AsOf Join

CedarDB supports AsOf joins for fuzzy merges, usually on time series. An AsOf join allows combining two tables on a “closest matching” attribute. This is useful to find the latest metric from one table at the time of another measurement with an ordering comparison.

Usage example:

-- Example schema
create table humidity(measure_time timestamp, value double);
create table temperature(measure_time timestamp, value double);

-- Get combined measurements, e.g., to calculate a "feels like" heat index
select h.measure_time, t.measure_time, h.value as humidity, t.value as temperature
from humidity h
asof join temperature t
on h.measure_time >= t.measure_time;

In this example, we get the latest temperature for a humidity measurement, even when the times do not line up precisely. Expressing this query in standard SQL is more involved and usually results in slower execution, see Alternative Implementations.

With AsOf joins, you can express such a fuzzy match with a time ordering. As ordering condition, the AsOf join needs a condition with one of the following ordering comparisons: >=, <=, <, >, and compare values from the left and right side of the join. You can also add equality join conditions to logically group matches.

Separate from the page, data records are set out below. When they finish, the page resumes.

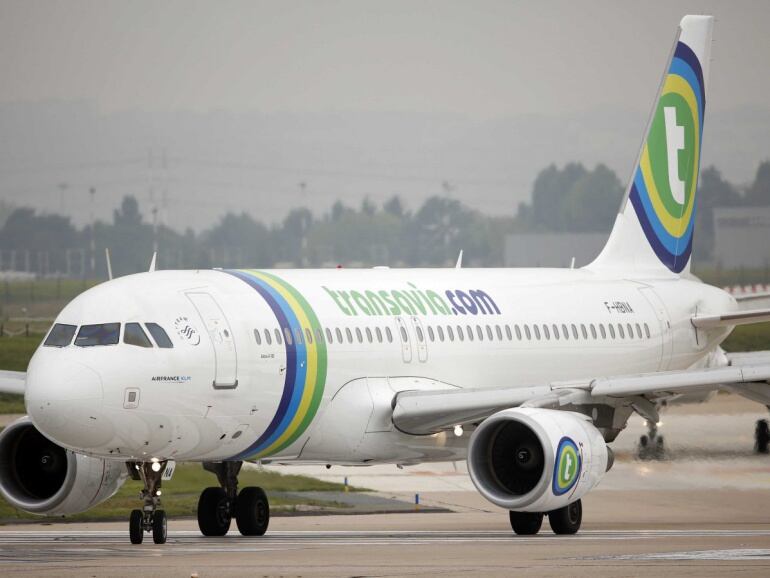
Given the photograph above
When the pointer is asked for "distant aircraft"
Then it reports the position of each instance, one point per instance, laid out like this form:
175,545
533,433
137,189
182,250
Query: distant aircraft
526,373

In contrast to regular joins, AsOf joins are asymmetric: L asof join R does not produce the same result as R asof join L! AsOf joins produce at most one tuple on the left side with the matching tuple from the right. Tuples that do not find a matching value are filtered out.

ℹ️
CedarDB currently does not use any indexes for AsOf joins. Support for index-supported AsOf joins is planned for a future CedarDB release.

Extended Example

Let’s now look at a more in-depth example using real market data from our NASDAQ example. Here, we’ll be using three tables:

  • orders: a table containing all orders on the stock market
  • executions: all actually executed orders
  • stocks: static information about stock ticker symbols

In the following query, we calculate the time series with current market prices. Then we use those to find the current market price for each order, and can use that to determine if the order is likely to be executed soon.

with market_price as (
   select e.stockid, e.timestamp, coalesce(e.price, o.price) price
   from executions e, orders o
   where e.orderid = o.orderid
)
select mp.stockid, o.orderid, o.side, mp.price as market_price, o.price as orderprice, mp.price - o.price as delta
from orders o
asof join market_price mp
  on mp.stockid = o.stockid and mp.timestamp <= o.timestamp
join stocks s
  on s.stockid = mp.stockid
where s.name = 'GME'
limit 10;
 stockid | orderid | side | market_price | orderprice |  delta
---------+---------+------+--------------+------------+---------
    3405 | 3655250 | BUY  |       5.8300 |     5.8400 | -0.0100
    3405 | 3655254 | BUY  |       5.8300 |     5.5000 |  0.3300
    3405 | 3655258 | BUY  |       5.8300 |     5.4000 |  0.4300
    3405 | 3655262 | BUY  |       5.8300 |     5.2500 |  0.5800
    3405 | 3655266 | BUY  |       5.8300 |     5.0800 |  0.7500
    3405 | 3655270 | BUY  |       5.8300 |     5.0100 |  0.8200
    3405 | 3655274 | BUY  |       5.8300 |     5.0000 |  0.8300
    3405 | 3655278 | BUY  |       5.8300 |     5.0000 |  0.8300
    3405 | 3655282 | BUY  |       5.8300 |     5.0000 |  0.8300
    3405 | 3655286 | BUY  |       5.8300 |     5.0000 |  0.8300
(10 rows)

Alternative Implementations

Open to show standard SQL alternatives for AsOf joins
-- AsOf join
select mp.stockid, o.orderid, o.side, mp.price as market_price, o.price as orderprice, mp.price - o.price as delta
from orders o
asof join market_price mp
  on mp.stockid = o.stockid and mp.timestamp <= o.timestamp
join stocks s
  on s.stockid = mp.stockid
where s.name = 'GME'
limit 10;

-- Subselect with limit 1
select mp.stockid, o.orderid, o.side, mp.price as market_price, o.price as orderprice, mp.price - o.price as delta
from orders o, (
   select *
   from market_price mp
   where o.stockid = mp.stockid
     and mp.timestamp <= o.timestamp
   order by mp.timestamp desc
   limit 1
) mp, stocks s
where s.stockid = mp.stockid
and s.name = 'GME';